There were people who tended to anthropomorphize anything they came in contact with and Vogel was one of them. It made no difference to him that he was talking about insensate machines. He would continue to endow them with personality. "This is the best you can say, that we'll get a wild variation of gravity, sometimes none?"
"It's not supposed to work that way but nobody's ever done better with a setup like this," said Vogel defensively. "If you want you can check the company that makes these units."
"I'm not trying to challenge your knowledge and I'm not anxious to make myself look silly. I do want to make sure I don't overlook anything. You see, I think there's a possibility of sabotage."
The engineer's grin was wider than the remark required.
Cameron swiveled the chair around and leaned on the desk. "All right," he said tiredly, "tell me why the idea of sabotage is so funny."

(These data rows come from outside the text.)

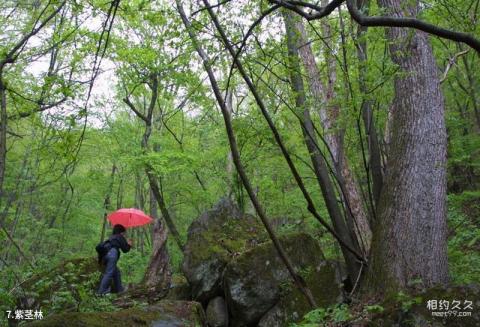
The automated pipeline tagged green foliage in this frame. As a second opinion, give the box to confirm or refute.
[448,192,480,285]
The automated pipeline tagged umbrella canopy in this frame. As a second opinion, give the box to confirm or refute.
[108,208,153,228]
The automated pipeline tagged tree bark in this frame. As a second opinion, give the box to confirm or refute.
[295,15,372,253]
[283,10,360,279]
[175,0,316,308]
[143,219,171,291]
[357,0,383,210]
[366,0,448,292]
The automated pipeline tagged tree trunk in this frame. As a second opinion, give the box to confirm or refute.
[367,0,448,292]
[143,219,171,291]
[295,14,372,253]
[283,11,360,279]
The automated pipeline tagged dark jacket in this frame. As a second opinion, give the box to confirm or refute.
[108,234,131,259]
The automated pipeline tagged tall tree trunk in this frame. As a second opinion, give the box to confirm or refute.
[367,0,448,292]
[295,14,372,253]
[175,0,316,308]
[100,164,117,242]
[283,10,360,279]
[143,219,171,292]
[0,78,8,199]
[357,0,383,210]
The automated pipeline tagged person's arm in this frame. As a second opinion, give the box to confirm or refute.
[118,235,132,253]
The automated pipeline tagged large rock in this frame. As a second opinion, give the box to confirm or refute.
[182,199,266,302]
[29,301,207,327]
[15,257,100,311]
[206,296,228,327]
[224,233,341,326]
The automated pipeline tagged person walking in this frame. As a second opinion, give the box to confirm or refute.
[97,224,132,295]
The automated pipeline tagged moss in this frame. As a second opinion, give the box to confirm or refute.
[16,257,100,310]
[29,301,205,327]
[224,233,341,326]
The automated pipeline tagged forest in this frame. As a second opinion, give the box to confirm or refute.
[0,0,480,327]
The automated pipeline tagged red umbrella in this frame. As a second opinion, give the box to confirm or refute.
[108,208,153,228]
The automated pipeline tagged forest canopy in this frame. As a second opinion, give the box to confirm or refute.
[0,0,480,326]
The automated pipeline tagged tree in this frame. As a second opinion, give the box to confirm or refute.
[367,0,448,292]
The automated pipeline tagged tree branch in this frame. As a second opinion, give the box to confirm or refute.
[347,0,480,53]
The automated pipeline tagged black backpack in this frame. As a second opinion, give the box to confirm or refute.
[95,240,112,262]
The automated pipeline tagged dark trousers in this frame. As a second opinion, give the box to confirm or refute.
[97,248,123,294]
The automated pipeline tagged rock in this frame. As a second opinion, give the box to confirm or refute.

"It would have to be someone living here," said the big engineer. "He wouldn't like it if it jumped up to nine G, which it could. I think he'd let it alone. But there are better reasons. Do you know how each gravity unit is put together?"
"Not in detail."
The gravity generating unit was not a unit. It was built in three parts. First there was a power source, which could be anything as long as it supplied ample energy. The basic supply on the asteroid was a nuclear pile, buried deep in the core. Handicap Haven would have to be taken apart, stone by stone, before it could be reached.
Part two were the gravity coils, which actually originated and directed the gravity. They were simple and very nearly indestructible. They could be destroyed but they couldn't be altered and still produce the field.
The third part was the control unit, the real heart of the gravity generating system. It calculated the relationship between the power flowing through the coils and the created field in any one microsecond. It used the computed relationship to alter the power flowing in the next microsecond to get the same gravity. If the power didn't change the field died instantly. The control unit was thus actually a computer, one of the best made, accurate and fast beyond belief.